I was reading the latest issue of the London Review of Books, a watery sun illuminating the erudite paragraphs. Beyond the gracious windows, the sea gently frolicked, and in the spring-stirred garden the peacocks strolled among the budding crocuses. Pulling my antique silk kimono around my delicate shoulders, a tincture of raspberry tea wetting the space where my tonsils used to be, I thought: “Oh life, sweet life . . .”
I’ll start that again, shall I?
I was reading the small ads in the back of the latest issue of the London Review of Books; immediately prior to that, I’d been bleaching the toilet. I’d found the periodical tucked behind the cistern.
My husband is a subscriber to the magazine; he keeps it to hand as a philosophical shield to avoid participation in the maths homework or lively conversations about sausage meat and the very latest treatment for varicose veins.
The small ads in the LRB are pretty entertaining, full of enticing, rentable rural idylls in which to begin your putative novel, and bijou Parisian attics to lie around in while succumbing to the stresses of producing your steamy masterwork. One can happily spend many stolen minutes sitting on the bathroom mat, ammonia tickling the nostrils, imagining the kind of life that could be lived, or the choices that might just be made, if bidet Bohemia wasn’t about as distant as the great big dough ball moon.
Heaney bog country
Running alongside advertisements for bed and bookish breakfasts in historic English market towns, creative workshops in Mykonos and poetic breaks in “Heaney country” (where you can unearth your creativity amid the bog asphodel and myrtle), there are also invitations to have your squint sorted out and myriad offers of professional help self-publishing your memoir (possibly about your days as a tabard-wearing pottery enthusiast who always planned to write, write, write).
Furthermore, should your foray into the wilds of creative life have left you feeling a little depressed, anxious, stuck or confused, there are the telephone numbers of several open-minded, cultured psychotherapists who would be more than happy to part you from your sweaty-brow-splattered shillings.
But the ad that caught my attention, as I leaned back against the U-bend, breathing in the remaining 1 per cent of noxious germ life that the doltish bleach had left under the rim, was in the personal column at the bottom of the page. Lurking under the subheading “Oedipus – Schmoedipus!” was a request from a man who described himself as “academic (60), Jewish, genial”, who was looking for “a slim older woman with whom to spend agreeable times”.

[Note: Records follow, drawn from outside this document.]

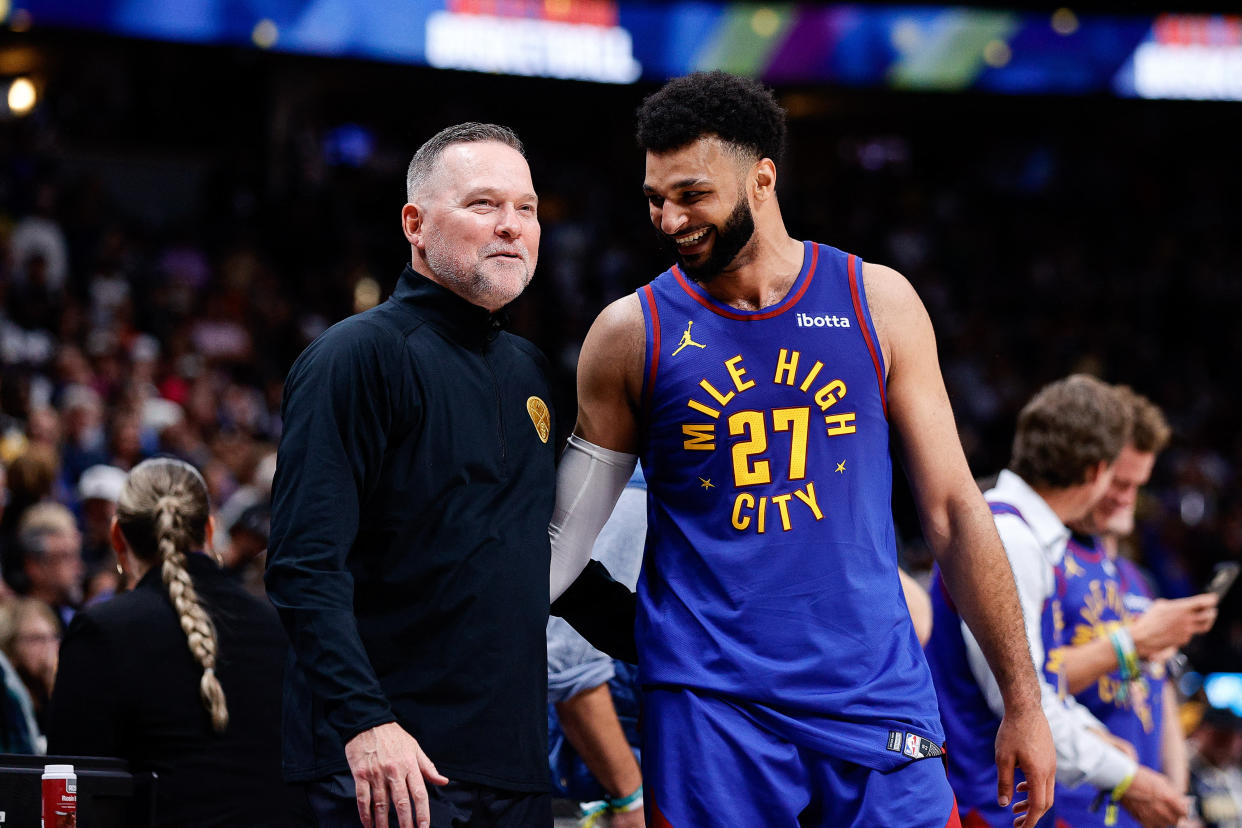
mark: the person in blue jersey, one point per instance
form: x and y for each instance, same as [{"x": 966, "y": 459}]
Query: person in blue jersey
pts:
[
  {"x": 1067, "y": 440},
  {"x": 1117, "y": 637},
  {"x": 759, "y": 379}
]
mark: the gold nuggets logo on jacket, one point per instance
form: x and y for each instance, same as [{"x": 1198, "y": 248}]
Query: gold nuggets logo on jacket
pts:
[{"x": 539, "y": 416}]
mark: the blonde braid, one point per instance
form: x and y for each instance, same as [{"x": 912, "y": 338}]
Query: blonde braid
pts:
[{"x": 199, "y": 631}]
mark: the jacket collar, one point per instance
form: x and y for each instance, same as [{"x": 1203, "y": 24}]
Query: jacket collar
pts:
[
  {"x": 446, "y": 310},
  {"x": 1040, "y": 517}
]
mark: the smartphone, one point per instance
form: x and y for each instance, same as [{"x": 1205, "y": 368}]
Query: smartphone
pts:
[{"x": 1223, "y": 579}]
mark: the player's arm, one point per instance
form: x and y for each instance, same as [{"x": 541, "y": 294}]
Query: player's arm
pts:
[
  {"x": 1174, "y": 760},
  {"x": 600, "y": 454},
  {"x": 959, "y": 529},
  {"x": 919, "y": 605}
]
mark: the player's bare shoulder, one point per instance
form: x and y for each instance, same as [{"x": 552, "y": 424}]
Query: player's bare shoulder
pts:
[
  {"x": 897, "y": 312},
  {"x": 610, "y": 373},
  {"x": 614, "y": 345}
]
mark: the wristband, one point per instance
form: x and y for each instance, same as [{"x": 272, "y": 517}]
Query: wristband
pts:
[
  {"x": 627, "y": 803},
  {"x": 1115, "y": 797},
  {"x": 590, "y": 812},
  {"x": 1132, "y": 653}
]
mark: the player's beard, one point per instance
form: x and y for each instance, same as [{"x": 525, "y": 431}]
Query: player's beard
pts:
[{"x": 730, "y": 237}]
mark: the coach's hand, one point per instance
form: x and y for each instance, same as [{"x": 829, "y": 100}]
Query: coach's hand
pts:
[
  {"x": 389, "y": 769},
  {"x": 1153, "y": 801},
  {"x": 1025, "y": 741}
]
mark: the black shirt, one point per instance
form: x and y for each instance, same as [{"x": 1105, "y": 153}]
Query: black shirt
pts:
[
  {"x": 128, "y": 687},
  {"x": 409, "y": 551}
]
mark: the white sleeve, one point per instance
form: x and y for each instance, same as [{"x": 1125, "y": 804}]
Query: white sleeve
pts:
[
  {"x": 589, "y": 482},
  {"x": 1081, "y": 755}
]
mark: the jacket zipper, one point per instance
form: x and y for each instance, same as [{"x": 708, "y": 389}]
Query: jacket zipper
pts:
[{"x": 499, "y": 416}]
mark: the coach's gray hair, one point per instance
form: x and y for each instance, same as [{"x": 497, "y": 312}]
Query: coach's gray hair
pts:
[
  {"x": 163, "y": 514},
  {"x": 424, "y": 162}
]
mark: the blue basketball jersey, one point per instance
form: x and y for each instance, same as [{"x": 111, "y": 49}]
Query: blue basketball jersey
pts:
[
  {"x": 1101, "y": 595},
  {"x": 770, "y": 571}
]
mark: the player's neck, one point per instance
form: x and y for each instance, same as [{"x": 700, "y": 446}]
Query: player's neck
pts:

Maybe it was the Domestos fumes, but I found his search uplifting, cheering even. Not necessarily because he wanted to sleep with his mother; although refreshingly upfront, I didn’t find that element of his request particularly intoxicating.
It’s gratifying to be reminded, however (how shall I put this delicately?), that there can be a bit of kick left in the cocoa; reassuring to think that romantic and sexual possibilities exist beyond the onset of sexagenarianism, a condition that once confined the sufferer to wide-fitting footwear, sturdy gussets and feeding small, yappy dogs unmasticated mutton under the dining-room table.
No desire to live with men
They say (I love these “theys”) that of the more mature among us, looking to find a new partner later in life, men look for a private relationship (someone to come home to), while women look for a public relationship (someone to go out with). And that although, statistically, marriage is on the rise among older people (we live longer, we trade in the mahogany elephant set to go on fanciful Floridian cruises), women, while still seeking men’s company, don’t actually want to live with them.
For many older women who have negotiated their way around the matrimonial block already, and are now weighing the odds between another round of domesticity or something a little more independent, the wish to enjoy occasional encounters in unknown cities, with the bus pass safely tucked into the money belt, rather than get familiar once more with someone's odd socks and lovingly tended Johnny Mathis collection, seems like a reasonable aspiration.
Anyway, older men often marry much younger women, perhaps because they’ve lost their glasses and need someone to decipher the instructions on the Viagra box.
“One-bedroom apartment in tranquil 17th-century farmhouse – parking, broadband, central heating.”
“Rustic medieval coach house, within reach of a boulangerie.”
“Villa – coconut palms, migratory birds and a coastal orchard.”
The list goes on.
I crawl off the bath mat.
Middle-aged female in search of sanity. Rarely genial. Genuine offers only.